Nell'agricoltura, secondo Mercato del lavoro news, i lavoratori stagionali provenivano inizialmente soprattutto dalla Repubblica Ceca, dalla Slovacchia e dalla Polonia; mentre ora si tratta prevalentemente di persone provenienti dalla Romania. Nel settore edile, più di un terzo della crescita occupazionale è attribuibile a lavoratori provenienti dall'Albania e dal Kosovo. Nel settore manifatturiero e nel commercio, oltre ai lavoratori provenienti dai nuovi Stati membri dell'Ue, un ruolo centrale è svolto soprattutto dai cittadini italiani che non sono nati o residenti in Alto Adige.
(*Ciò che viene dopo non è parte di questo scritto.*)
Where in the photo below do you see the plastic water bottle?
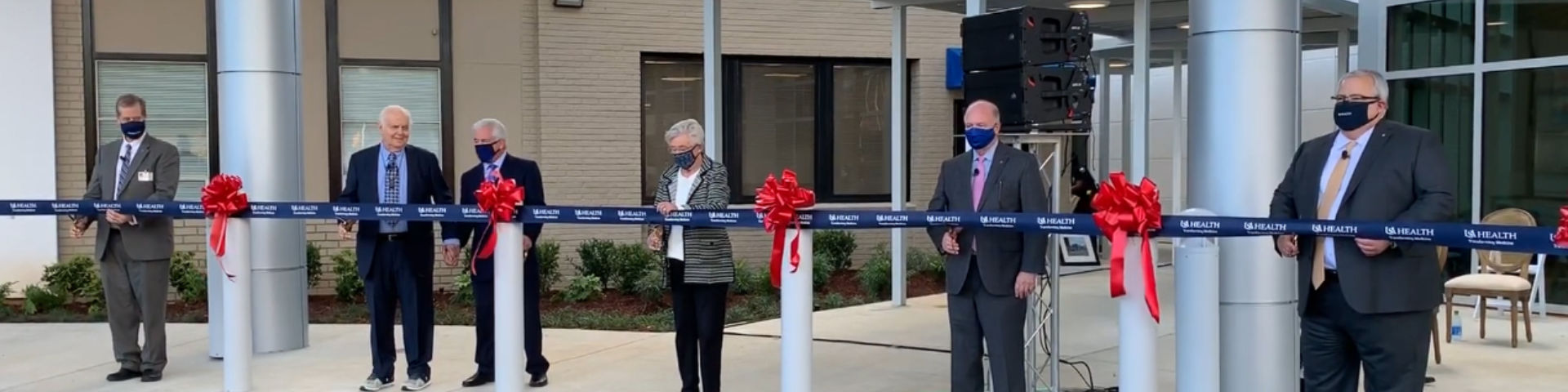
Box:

Una parte della manodopera aggiuntiva proviene dal resto d'Italia, un'altra parte principalmente dai 4 Stati membri dell'Ue e la parte restante da una serie di paesi extra Ue, dove solo i 4 più importanti - Albania, Pakistan, Marocco e India - contano attualmente circa 10.000 occupati, pari a circa il 45% di tutti i cittadini extra Ue occupati.La pubblicazioneSenza l'apporto di lavoratori e lavoratrici provenienti da fuori provincia, solo un quinto della crescita occupazionale degli ultimi 20 anni sarebbe stata possibile. I dati mostrano notevoli differenze tra i settori per quanto riguarda l'importanza di forza lavoro extraprovinciale per la crescita bidecennale. Da un lato ci sono settori come l'agricoltura, il turismo stagionale, l'edilizia, la manifattura e il settore pubblico (pubblica amministrazione, istruzione, sanità e sociale, senza i privati), che senza tali lavoratori forse non sarebbero neanche cresciuti.

Di meno, ma anche i rimanenti servizi hanno avuto bisogno di forza lavoro extraprovinciale per poter crescere. Ancora di meno ne ha avuto bisogno il settore pubblico gestito da privati (istruzione, sanità e sociale, se gestito da privati). Ma anche in questo ambito, meno di due terzi della crescita è stata coperta da persone nate in Alto Adige. La nuova forza lavoro proviene in parte dal resto d'Italia, da una manciata di Paesi neocomunitari e da Paesi extracomunitari. Non pochi dei cittadini di quest'ultimi Paesi, essendo presenti già da molti anni, sono diventati nel frattempo cittadini italiani. Le attività stagionali in agricoltura dipendevano inizialmente moltissimo da cechi, slovacchi e polacchi, ma sono cresciute sempre più grazie ad un numero crescente di rumeni. L'edilizia ha coperto oltre un terzo della crescita con cittadini albanesi e kosovari. Importante anche l'apporto di cittadini italiani non residenti o nati all'estero, moltissimi dei quali sono naturalizzati. La manifattura è cresciuta con quest'ultimi e molti lavoratori provenienti da Paesi neocomunitari. Il commercio invece ha assunto oltre ad altoatesini soprattutto molti italiani provenienti da fuori provincia. Senza quest'ultimi il settore pubblico non gestito da privati forse non sarebbe potuto crescere.